Mar 14

NUCLÉAIRE : L’ASN POURRAIT PRESCRIRE À EDF DES ÉCHÉANCES POUR LE DÉMANTÈLEMENT DES RÉACTEURS UNGG

Trente ans après leur mise à l’arrêt, les réacteurs de première génération ne sont toujours pas démantelés. EDF propose d’achever ces opérations dans plusieurs décennies. L’Autorité de sureté nucléaire pourrait prescrire des échéances plus proches.

L’Autorité de sûreté nucléaire (ASN) devrait demander officiellement à EDF de revoir son calendrier de démantèlement des six réacteurs de première génération. Elle « envisage de prendre position sur cette stratégie [de démantèlement] », notamment en prescrivant à EDF des échéances de remise des dossiers de démantèlement et des dates de réalisation d’opérations de démantèlement plus proches que celles demandées par EDF », explique-t-elle, mardi 13 mars. Une décision de l’ASN devrait être adoptée, après consultation du public.

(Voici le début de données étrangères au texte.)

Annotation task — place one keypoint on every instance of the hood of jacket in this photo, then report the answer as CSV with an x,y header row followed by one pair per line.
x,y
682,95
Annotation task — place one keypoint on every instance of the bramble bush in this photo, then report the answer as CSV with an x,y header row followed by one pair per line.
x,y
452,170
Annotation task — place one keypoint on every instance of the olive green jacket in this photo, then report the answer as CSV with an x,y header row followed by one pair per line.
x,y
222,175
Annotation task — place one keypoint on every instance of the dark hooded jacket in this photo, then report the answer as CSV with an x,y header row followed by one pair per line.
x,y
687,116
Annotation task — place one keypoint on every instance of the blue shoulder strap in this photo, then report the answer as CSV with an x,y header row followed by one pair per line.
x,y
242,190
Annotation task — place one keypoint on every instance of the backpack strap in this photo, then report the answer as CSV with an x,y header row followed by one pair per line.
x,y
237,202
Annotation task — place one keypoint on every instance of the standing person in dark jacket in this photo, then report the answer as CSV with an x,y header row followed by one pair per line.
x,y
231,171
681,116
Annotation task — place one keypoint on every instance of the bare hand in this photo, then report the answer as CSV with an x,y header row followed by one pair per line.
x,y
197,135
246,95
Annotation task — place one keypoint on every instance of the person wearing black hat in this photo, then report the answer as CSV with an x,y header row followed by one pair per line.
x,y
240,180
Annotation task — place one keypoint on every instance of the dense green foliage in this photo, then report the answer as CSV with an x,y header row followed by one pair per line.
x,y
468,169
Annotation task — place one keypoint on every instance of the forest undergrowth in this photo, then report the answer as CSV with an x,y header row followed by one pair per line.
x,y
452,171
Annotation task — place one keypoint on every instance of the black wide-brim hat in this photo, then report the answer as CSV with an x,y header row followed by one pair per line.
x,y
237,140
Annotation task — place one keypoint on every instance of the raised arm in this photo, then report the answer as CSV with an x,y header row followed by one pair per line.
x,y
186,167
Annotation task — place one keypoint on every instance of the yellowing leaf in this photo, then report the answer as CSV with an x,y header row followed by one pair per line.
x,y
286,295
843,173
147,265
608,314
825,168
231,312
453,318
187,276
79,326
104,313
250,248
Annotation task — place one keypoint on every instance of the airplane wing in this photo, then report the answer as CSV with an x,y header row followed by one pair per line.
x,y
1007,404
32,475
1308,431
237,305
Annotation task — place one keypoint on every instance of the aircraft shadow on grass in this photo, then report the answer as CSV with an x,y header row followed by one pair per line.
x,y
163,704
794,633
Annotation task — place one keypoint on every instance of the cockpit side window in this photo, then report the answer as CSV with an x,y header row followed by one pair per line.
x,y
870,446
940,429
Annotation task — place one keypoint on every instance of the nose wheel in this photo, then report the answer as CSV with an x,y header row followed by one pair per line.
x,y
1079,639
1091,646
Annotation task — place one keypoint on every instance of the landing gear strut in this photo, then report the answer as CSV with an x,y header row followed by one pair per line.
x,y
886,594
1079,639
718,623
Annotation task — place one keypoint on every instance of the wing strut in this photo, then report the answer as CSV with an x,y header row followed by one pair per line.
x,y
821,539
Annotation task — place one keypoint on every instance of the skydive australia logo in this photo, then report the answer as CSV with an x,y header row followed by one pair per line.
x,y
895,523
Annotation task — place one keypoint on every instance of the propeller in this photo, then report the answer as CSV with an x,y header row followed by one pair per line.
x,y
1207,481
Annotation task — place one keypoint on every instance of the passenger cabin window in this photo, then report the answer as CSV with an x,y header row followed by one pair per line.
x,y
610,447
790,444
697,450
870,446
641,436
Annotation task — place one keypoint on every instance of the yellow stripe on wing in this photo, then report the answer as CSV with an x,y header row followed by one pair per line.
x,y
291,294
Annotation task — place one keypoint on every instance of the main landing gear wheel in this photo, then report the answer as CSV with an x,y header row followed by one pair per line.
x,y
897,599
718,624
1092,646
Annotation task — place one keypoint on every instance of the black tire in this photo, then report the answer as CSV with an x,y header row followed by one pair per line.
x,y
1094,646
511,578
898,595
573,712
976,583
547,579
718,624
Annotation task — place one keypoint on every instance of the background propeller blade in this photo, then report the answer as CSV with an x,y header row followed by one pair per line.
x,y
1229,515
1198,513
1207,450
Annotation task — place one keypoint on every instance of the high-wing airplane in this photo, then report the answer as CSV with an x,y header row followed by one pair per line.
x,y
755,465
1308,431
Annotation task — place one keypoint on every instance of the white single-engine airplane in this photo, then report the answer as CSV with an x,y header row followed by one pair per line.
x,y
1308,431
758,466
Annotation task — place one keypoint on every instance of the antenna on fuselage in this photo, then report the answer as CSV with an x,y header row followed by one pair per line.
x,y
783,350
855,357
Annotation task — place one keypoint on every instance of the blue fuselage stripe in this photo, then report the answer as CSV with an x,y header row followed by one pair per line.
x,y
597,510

Alors que se profile aussi le démantèlement des premiers réacteurs à eau pressurisée avec l’arrêt des deux réacteurs de Fessenheim (Haut-Rhin) en 2020 et 2022, la décision que prendra l’ASN sera scrutée avec attention. Elle donnera des indications importantes pour la mise en œuvre de la doctrine française de démantèlement immédiat. L’ASN pourrait aussi expliciter ses attentes pour sécuriser le programme de démantèlement d’EDF, que ce soit en termes de financement, de capacité technique ou de maintien de la sûreté des installations à l’arrêt.

Le 12 février 2019, le collège de l’ASN a auditionné EDF « afin que l’exploitant fasse part de ses observations sur les projets de décision visant à encadrer le démantèlement des six réacteurs de type « uranium naturel graphite-gaz » (UNGG), arrêtés depuis plus d’une trentaine d’années ». L’Autorité explique que l’entreprise souhaitait lui faire part de ses observations relatives aux projets de prescription. « Au cours de l’audition, EDF s’est engagée à transmettre rapidement des compléments justifiant le choix du réacteur « tête de série » et le délai nécessaire pour que les opérations de démantèlement des réacteurs bénéficient du retour d’expérience des opérations menées sur le premier réacteur qui sera démantelé », explique l’ASN.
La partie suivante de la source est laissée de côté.